The present study examined the differences in the land surface processes during two contrasting ISM seasons (2008 and 2009) by making seasonal time scale and regional spatial scale simulations of the Indian Summer Monsoon using the WRF-ARW model. The ISM of 2008 is a normal monsoon with surplus rainfall and 2009 is a deficit year with below normal rainfall during the monsoon season. To examine the influence of the land surface processes on the monsoon system, the ARW model is run at 15 km resolution with an advanced land surface physics adopted NOAH land surface model driven by the real boundary conditions derived from NCEP NNRP reanalysis. The gridded rainfall observations from IMD, three-dimensional meteorological data from NCEP final analysis, are used to compare the simulated precipitation and atmospheric variables, respectively. The parameters of albedo, sensible heat flux, upward heating flux (sum of the sensible and latent heat fluxes), moisture flux and their divergence, and the northward transport of water vapour and meridional winds are analysed from the simulation and compared with corresponding observations. Notable differences in these parameters are found in the 2 years of the simulation and agree with corresponding variations in the available observations. The albedo is lower by ~10 % over the Indian subcontinent in 2008 relative to 2009 and conforms to lower albedo and stronger ISM correlation. The simulation with 15 km resolution brought out higher albedo values over Jammu and Kashmir, Himachal Pradesh of India, and the Tibetan plateau, which may be playing an important role in establishing north-south heat gradients. The wind flow is noted to be relatively stronger with flow convergence along the west coast (−10 × 1.e−5 to −20 × 1.e−6 s–1), and several parts of Peninsular India consistent with higher precipitation in 2008 and a relatively weak flow and divergence in the northeastern parts of India in 2009 indicating lesser upward motion of air in 2009.

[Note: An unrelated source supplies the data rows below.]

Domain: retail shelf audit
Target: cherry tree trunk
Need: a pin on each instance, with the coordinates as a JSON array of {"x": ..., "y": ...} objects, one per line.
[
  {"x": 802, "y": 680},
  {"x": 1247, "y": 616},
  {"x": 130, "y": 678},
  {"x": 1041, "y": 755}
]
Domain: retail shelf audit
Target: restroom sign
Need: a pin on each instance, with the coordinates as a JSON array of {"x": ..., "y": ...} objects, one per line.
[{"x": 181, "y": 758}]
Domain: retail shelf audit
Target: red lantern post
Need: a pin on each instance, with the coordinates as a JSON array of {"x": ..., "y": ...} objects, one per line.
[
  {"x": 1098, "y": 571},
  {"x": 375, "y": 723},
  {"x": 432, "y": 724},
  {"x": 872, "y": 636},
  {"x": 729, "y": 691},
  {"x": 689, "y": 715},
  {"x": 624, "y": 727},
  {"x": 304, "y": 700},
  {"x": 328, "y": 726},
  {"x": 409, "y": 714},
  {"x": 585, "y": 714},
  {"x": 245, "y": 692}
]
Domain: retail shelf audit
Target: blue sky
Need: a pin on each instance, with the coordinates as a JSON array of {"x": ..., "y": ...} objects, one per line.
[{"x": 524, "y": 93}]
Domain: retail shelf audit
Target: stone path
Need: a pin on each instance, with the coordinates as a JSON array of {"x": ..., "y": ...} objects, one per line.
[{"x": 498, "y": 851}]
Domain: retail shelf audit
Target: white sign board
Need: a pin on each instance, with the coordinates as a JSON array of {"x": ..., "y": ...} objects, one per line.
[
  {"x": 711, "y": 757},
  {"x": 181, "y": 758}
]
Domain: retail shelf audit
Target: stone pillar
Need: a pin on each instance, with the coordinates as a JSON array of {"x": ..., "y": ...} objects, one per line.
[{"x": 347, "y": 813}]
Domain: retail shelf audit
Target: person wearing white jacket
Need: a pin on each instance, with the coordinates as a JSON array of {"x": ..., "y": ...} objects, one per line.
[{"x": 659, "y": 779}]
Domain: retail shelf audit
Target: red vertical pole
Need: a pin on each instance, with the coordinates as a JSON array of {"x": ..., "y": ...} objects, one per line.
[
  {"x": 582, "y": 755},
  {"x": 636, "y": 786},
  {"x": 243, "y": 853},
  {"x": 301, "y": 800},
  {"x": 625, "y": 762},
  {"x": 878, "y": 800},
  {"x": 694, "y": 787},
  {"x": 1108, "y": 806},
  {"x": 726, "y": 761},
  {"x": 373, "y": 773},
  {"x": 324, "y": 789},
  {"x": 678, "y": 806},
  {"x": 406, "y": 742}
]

Considerable differences in the spatial distribution of upward heat fluxes (both sensible heat flux and latent heat flux) in the monsoon season are noted in the two contrasting ISM seasons. Analysis of the surface upward fluxes indicated that the stronger atmospheric circulation in 2008 was related to the larger thermal forcing through relatively larger surface heating and larger upward sensible and latent heat fluxes in the year 2008. It is inferred that the large heat flux gradient in the case of 2008 induced relatively stronger geopotential gradients, which in turn produced strong southwesterly winds. In both years, the areas of high precipitation are found to be associated with larger moisture flux as well as stronger moisture flux convergence, and the areas of low precipitation are associated with relatively low moisture flux as well as with divergence of moisture flux. The surface moisture flux and its convergence are higher in 2008 as compared to the year 2009. The northward transport of moisture and the evolution of the meridional winds are noted to be stronger in 2008 relative to 2009, which is due to the stronger surface flux gradients in the year 2008. The differences in the precipitation pattern in the wet and dry monsoon years are closely related to the moisture divergence and the magnitude of the surface moisture flux, which in turn indicates the significant role of the land surface processes in the evolution of the system. The study is conducted with inspiration from several earlier studies conducted by various workers using GCM simulations on the overall Asian monsoon system, where the continental scale influences were given main thrust. The present study reveals that, for even at a regional scale, the physical processes of land-surface energy partitioning do influence the regional behavior of the monsoon system to a certain extent.